Write a Powerful Essay: Persuade with Words

Gavel

As a common saying goes, a pen will always be mightier than a sword. The big problem lies in the correct usage of the pen. How can we be sure that we are transmitting our ideas to the target audience in the way we want them to be understood? How can we be absolutely positive that we are persuading our readers to take action, think we are right, or change their mind concerning some controversial issue? There are a few tricks that we can resort to in order to compose a powerful essay, which will surely influence everyone who reads it.

Use Understandable Language

Some people are sure that the more sophisticated and incomprehensible words you add, the better. Indeed, your target audience will think you are amazingly smart, talented, courageous, intelligent and whatnot if you use such words as “ambivalent” or “obfuscate”. That is entirely not true.

Have you ever tried reading some overly intelligent scientific essay? When you do not understand half of the terms, you are bound to lose interest in the whole topic. Be accessible to your reader. Use words they are sure to understand. Explain new terms.

One Thought per Sentence

Even if your thoughts are rushing with the speed of a mighty train, make sure to keep them on the rails. Some things may be perfectly understandable to you, but your reader may have a hard time following you. If you are adding new terms to the general picture, make sure to explain them separately. It may be appropriate to squeeze them all into one sentence if you are delivering a speech orally, but it is harder to concentrate and absorb the meaning on paper.

Select Your Theme

To write powerfully, you must choose your topic wisely. Even though it may seem sad, it is hard to interest people with advances in microbiology or gardening. Your gist should coincide with the inner turmoil in the mind of the readers and match their interests and worldview, bringing something new to the table at the same time.

Get Your Motive Right

Why are you composing this piece of writing? Wouldn’t you rather go for a stroll in the park or watch a movie? If yes, then you are not interested enough in the essay and do not have a clear motive. This motive should inspire you and give you power. Maybe you are outraged by the disgusting cafeteria food or you want to receive an equal salary regardless of gender – anything that fuels you is good enough to write about.

Be Cohesive

This does not only mean that you should pay extra attention to the carcass of the essay and make sure that all the limbs are in the right places. Use cohesive linking words and the like. It also concerns being logical when presenting the information, starting from the most striking facts to the very end. What impression would you receive if you were an unaffected reader? Here are some further tips on how to be cohesive.

Be Grammatically Correct

Grammar and spelling mistakes can make even the most involved reader sigh and lose interest. There are perfectly good spellcheckers online and in your software, so use them to avoid embarrassing situations and lower grades. If you are unsure about your grammar, you should give your work for proofreading. Our experts can do it for you!

Use Strong Examples

Theory is grade, but it is hard to make an impression using only theory. You should be able to paint a picture in the mind of your reader. Analyze these sentences. Which is more effective?
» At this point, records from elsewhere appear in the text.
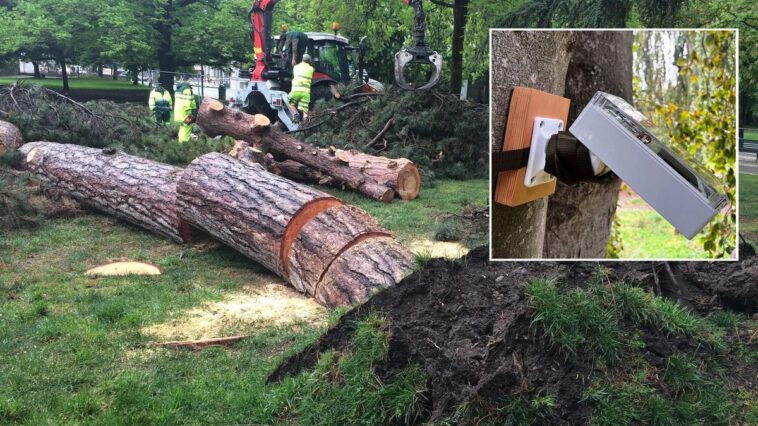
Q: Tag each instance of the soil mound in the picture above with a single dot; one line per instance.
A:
(468, 323)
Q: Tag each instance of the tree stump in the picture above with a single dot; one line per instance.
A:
(216, 119)
(134, 189)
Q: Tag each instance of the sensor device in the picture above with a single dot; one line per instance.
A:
(677, 187)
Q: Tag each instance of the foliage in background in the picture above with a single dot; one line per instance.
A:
(612, 324)
(695, 106)
(444, 136)
(42, 115)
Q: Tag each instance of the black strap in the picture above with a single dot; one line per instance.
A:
(509, 160)
(569, 160)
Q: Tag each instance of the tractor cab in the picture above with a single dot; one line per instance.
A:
(337, 67)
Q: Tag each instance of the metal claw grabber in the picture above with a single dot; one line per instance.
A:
(419, 53)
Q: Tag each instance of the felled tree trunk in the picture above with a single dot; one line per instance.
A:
(134, 189)
(216, 119)
(539, 60)
(253, 211)
(399, 174)
(10, 137)
(304, 235)
(601, 60)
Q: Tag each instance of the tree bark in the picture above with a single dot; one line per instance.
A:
(10, 137)
(287, 168)
(306, 236)
(539, 60)
(134, 189)
(363, 270)
(580, 217)
(216, 119)
(247, 208)
(400, 174)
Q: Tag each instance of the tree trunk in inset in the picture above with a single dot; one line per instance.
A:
(10, 137)
(580, 217)
(304, 235)
(134, 189)
(539, 60)
(216, 119)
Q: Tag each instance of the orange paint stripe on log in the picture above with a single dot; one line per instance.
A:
(301, 217)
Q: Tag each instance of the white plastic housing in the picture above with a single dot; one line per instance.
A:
(623, 139)
(543, 129)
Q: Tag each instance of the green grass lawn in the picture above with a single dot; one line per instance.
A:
(647, 235)
(75, 349)
(76, 83)
(748, 199)
(418, 219)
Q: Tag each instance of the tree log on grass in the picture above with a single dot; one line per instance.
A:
(134, 189)
(304, 235)
(216, 119)
(10, 137)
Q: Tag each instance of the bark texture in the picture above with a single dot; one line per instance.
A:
(579, 218)
(536, 59)
(216, 119)
(10, 137)
(246, 207)
(324, 238)
(134, 189)
(362, 270)
(306, 236)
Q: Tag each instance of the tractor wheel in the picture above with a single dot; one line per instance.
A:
(319, 92)
(256, 104)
– The Black Friday sales are a search for goods while competing with others.

– The Black Friday sales involve a lot of customers literally fighting over cheap clothes.

The second sentence paints a vivid picture and makes you imagine people fighting over clothes. The first one is vague because it uses unspecific words like “goods” and “competing” that do not show what exactly is going on.

Avoid Vague Adjectives

Painting Pictures

Some adjectives bring nothing to the table. Your professor may have warned you about the frequent usage of “interesting” or “good”. The truth is, most adjectives are unspecific and subjective. If you say that “it rains frequently” in your hometown, a person from the desert may think that it rains one time a week, as “frequent” is not a specific adjective. The more specific you are, the better the picture in your reader’s mind will become.

Readers First

The audience is your main priority, as your motive is to inspire and incite them, or make them change their minds about something. It helps to know the audience and what impresses them most. For example, if they are students, you can use simpler language and add more jokes.